Адольф был поражен. Он даже добился приема у ректора, потребовал разъяснений. «Вы безусловно талантливы, но талант ваш – не талант живописца», – ректор показал ему работы других абитуриентов и посоветовал попробовать себя в архитектуре. В архитектурной Академии его не допустили до экзаменов, поскольку у него не было аттестата, ведь он так и не окончил школу.

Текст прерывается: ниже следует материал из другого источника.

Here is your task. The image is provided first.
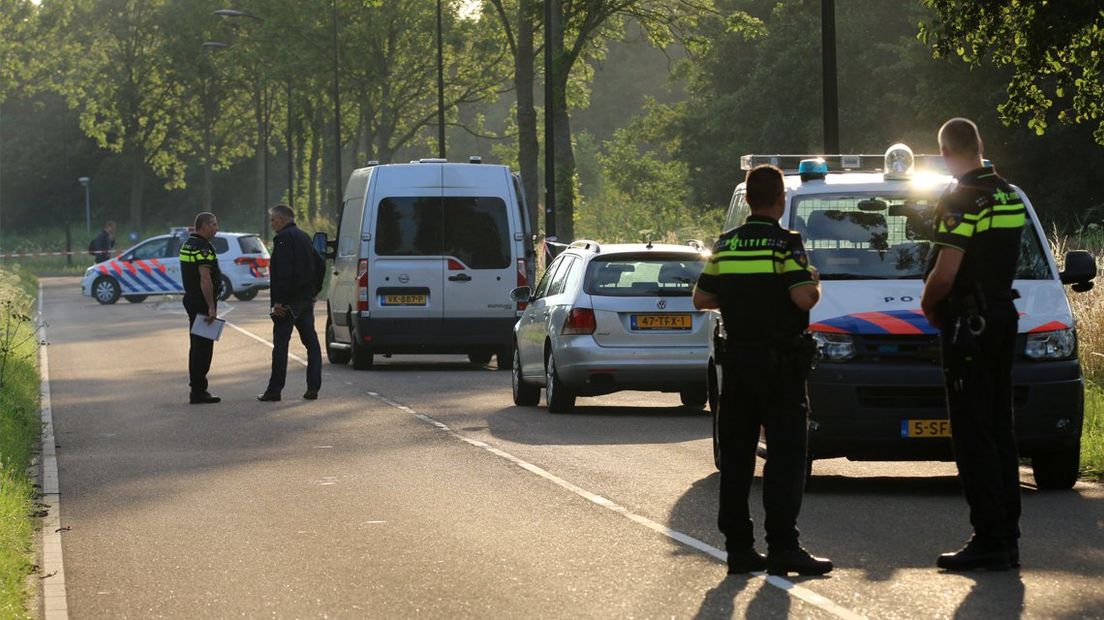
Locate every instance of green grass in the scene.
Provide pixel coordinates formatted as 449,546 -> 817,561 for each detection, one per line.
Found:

– Это был самый печальный период в моей жизни, – вспоминал Адольф спустя двадцать лет. – Город, который для многих олицетворял беззаботную карусель нескончаемых развлечений, с вальсами, шампанским, парусными прогулками по Дунаю, стал для меня городом лишений, тяжелого труда и голода. Да, голода! Все пять лет голод был моим постоянным спутником, моим единственным другом. Я ютился в трущобах, перебираясь с места на место, часто ночевал под открытым небом. Грошей, которые мне удавалось выручить за мои картины, едва хватало на хлеб. Я, художник, таскал камни и разгребал снег, разгружал уголь и мел улицы.
До самого конца Адольф считал себя именно художником. В архивах и частных коллекциях сохранились его работы – по большей части акварельные пейзажи малого формата с видами Вены: собор Святого Стефана, оперный театр, античные руины в парке Шёнбрунн. Он продавал свои акварели лоточникам, что торговали туристическим хламом, мебельщикам – по тогдашней декадентской моде – венский модерн – в высокие спинки диванов и кресел вделывали рамы, куда вставляли подобные произведения искусства. Иногда ему удавалось заработать немного денег, расписывая магазинные вывески.
– Мы вылетели на час позже из Хельсинки, с самолетом какие-то неполадки были, в девять я приземлился в Шереметьеве. А сразу после паспорт-контроля меня ваши молодцы… – Я сделал жест рукой, словно поймал в кулак муху.
– Да… – Майор невесело усмехнулась, пристально разглядывая меня. – История, однако.
Я простодушно посмотрел ей в глаза. Скрывать мне было нечего, я рассказал ей все – и про ночной звонок, и про сына, и про армию. Единственное, о чем я не упомянул, – это про пять тысяч долларов сотенными купюрами, спрятанных в подкладке моей куртки.